Finally, instead of studying the effect on growth, one may want to look at the elasticity of the level of the outcome with respect to payments related to EU projects. In this case, we need to account at the same time for LLM fixed effects and for heterogeneous time trend. The equivalent of the FE regression for the annual growth in the outcomes is:
$$ {y}_{it}= \exp \left(\delta \ln \left({d}_{it}\right)+{\gamma}_t+{u}_i+{\mathit{\mathsf{g}}}_i\times t\right){\eta}_{it} $$
(14)
$$ E\left[{\eta}_{is}\left| \ln \right.\left({d}_{it}\right),{\gamma}_t,{u}_i,{\mathit{\mathsf{g}}}_i\times t\right]=1\kern0.5em \forall s,t, $$
(15)

which can be estimated using Poisson Quasi Maximum Likelihood (PMQL, see Santos-Silva and Tenreyro 2006 for a general discussion and Ciani and Fisher, 2014, for the dif-in-dif case).15 The coefficient δ can be interpreted as the elasticity of the outcome with respect to the per-capita payments. In line with previous estimates, we can also allow for higher order heterogeneous time trends by using the interaction between time trends and fixed time variables and select them using Belloni et al.'s (2014) “double selection.”16 In this case we show only regressions with the selected variables because Poisson regressions with the entire set do not converge due to the large set of covariates.
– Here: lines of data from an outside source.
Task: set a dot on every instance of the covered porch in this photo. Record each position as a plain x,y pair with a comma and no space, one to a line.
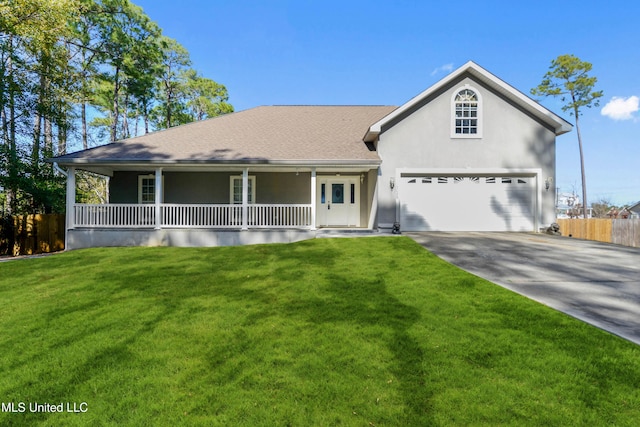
202,206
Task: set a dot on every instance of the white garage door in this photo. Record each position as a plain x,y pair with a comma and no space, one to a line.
467,203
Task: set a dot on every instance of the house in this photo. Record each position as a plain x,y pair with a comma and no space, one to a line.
469,153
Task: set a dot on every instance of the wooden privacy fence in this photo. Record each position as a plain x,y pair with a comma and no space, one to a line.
618,231
35,234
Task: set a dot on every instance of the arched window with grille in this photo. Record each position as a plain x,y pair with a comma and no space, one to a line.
466,112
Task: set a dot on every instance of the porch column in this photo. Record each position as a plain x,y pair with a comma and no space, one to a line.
313,198
158,198
245,199
71,197
70,207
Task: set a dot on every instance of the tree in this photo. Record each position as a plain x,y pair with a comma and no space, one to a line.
206,98
567,78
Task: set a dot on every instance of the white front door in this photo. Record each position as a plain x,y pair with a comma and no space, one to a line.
338,202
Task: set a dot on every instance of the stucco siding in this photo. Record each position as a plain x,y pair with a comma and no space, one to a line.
511,140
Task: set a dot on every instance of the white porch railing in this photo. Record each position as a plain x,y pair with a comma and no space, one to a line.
279,216
192,216
201,216
114,215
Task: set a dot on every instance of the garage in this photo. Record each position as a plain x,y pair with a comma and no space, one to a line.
431,202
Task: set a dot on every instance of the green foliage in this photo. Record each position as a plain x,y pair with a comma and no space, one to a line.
356,332
60,58
568,79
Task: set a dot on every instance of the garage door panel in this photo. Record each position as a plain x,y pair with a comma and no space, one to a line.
467,203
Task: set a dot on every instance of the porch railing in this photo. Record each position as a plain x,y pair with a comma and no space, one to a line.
279,216
192,216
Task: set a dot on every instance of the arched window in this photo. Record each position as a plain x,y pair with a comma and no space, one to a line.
466,114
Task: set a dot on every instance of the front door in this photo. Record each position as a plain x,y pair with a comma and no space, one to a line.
338,202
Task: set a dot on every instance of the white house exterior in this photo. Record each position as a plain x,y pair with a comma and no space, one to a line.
469,153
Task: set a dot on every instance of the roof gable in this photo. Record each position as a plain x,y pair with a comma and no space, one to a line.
482,76
268,134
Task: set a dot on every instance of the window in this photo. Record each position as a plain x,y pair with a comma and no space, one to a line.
235,191
147,188
466,114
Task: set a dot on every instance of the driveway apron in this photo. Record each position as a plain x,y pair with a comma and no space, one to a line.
598,283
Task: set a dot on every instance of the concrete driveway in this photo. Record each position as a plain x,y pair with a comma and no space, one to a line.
598,283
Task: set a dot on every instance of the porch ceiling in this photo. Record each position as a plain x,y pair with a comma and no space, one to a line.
109,169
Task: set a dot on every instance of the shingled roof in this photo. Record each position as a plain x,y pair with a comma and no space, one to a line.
269,134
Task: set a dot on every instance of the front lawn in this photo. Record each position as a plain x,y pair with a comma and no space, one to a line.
356,332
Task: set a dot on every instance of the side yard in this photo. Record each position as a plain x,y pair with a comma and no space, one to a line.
368,331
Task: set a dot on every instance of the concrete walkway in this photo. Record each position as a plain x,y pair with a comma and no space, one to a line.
598,283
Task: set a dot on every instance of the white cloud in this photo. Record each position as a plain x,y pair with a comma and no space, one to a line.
446,68
621,108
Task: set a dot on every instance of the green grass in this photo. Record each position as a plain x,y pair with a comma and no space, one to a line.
353,332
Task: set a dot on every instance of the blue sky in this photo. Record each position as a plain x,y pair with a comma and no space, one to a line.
385,52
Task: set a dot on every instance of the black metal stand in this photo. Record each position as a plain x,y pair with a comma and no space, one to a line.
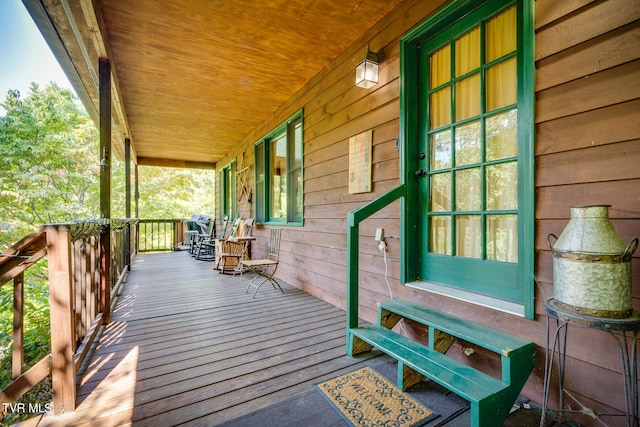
618,328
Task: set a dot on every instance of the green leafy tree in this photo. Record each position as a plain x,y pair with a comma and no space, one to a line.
48,159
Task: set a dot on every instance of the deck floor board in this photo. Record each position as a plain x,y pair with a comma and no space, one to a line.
187,346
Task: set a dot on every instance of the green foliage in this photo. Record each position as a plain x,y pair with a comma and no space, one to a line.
185,192
49,172
48,159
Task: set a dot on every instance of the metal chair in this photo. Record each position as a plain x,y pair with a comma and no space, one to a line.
265,268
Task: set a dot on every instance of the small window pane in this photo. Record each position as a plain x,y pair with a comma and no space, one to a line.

Table 12 displays the results. No effect is detected for any of the outcomes, in line with the main results.
Table 12

The elasticity of the current level of outcomes with respect to European Structural Fund payments, 2008-2013

 

(1)

(2)

(3)

(4)

(5)

(6)

Outcome:

Employment

Population

House price per sqm

ln(annual pc payments)t

0.0031

0.0048

−0.0004

−0.0002

−0.0065

−0.0025

(0.0039)

(0.0040)

(0.0005)

(0.0005)

(0.0106)

(0.0087)

Additional controls

LLM FE and specific linear time trends

LLM FE, plus controls chosen by double selection

LLM FE and specific linear time trends

LLM FE, plus controls chosen by double selection

LLM FE and specific linear time trends

LLM FE, plus controls chosen by double selection

Obs

1950

1950

1950

1950

1950

1950

Note:

See Table 2 for other info. Standard errors clustered for LLM in parentheses. Estimates obtained using Poisson Quasi Maximum Likelihood. Controls in columns (3), (6), (9) have been chosen using the “double selection” method (Belloni et al. 2014, and the code provided by the authors) on the reduced forms for ln(annual pc payments)t and for the logarithm of the outcome. Coefficients on selected covariates are available on request

*p < .10 **p < .05 ***p < .01

8 Conclusions

Our analysis suggests that EU Structural Funds disbursed in the South of Italy between 2007 and 2013 had only a limited impact on local measures for employment, population, and house prices. Modest effects on employment are only uncovered for the acceleration/retargeting of payment that started in 2011. Short term effects seem to be associated with the EU money channeled through incentives and the purchase of goods and services. A relevant upshot of our empirical investigation refers to the so called financial execution of the budgets, an issue hotly debated in policy circles. We do not find evidence that speeding-up disbursements would have had a more beneficial impact on the local economic outcomes that we consider. A joint reading of two results, the one related to the 2011 “Piano di Azione e Coesione” and the one referring to the speed of the financial execution would suggest that the effects of the former are mostly related to the re-focusing rather than the acceleration per se. Overall, our findings underscore that the targets and design of the interventions have to be reformed to increase their effectiveness.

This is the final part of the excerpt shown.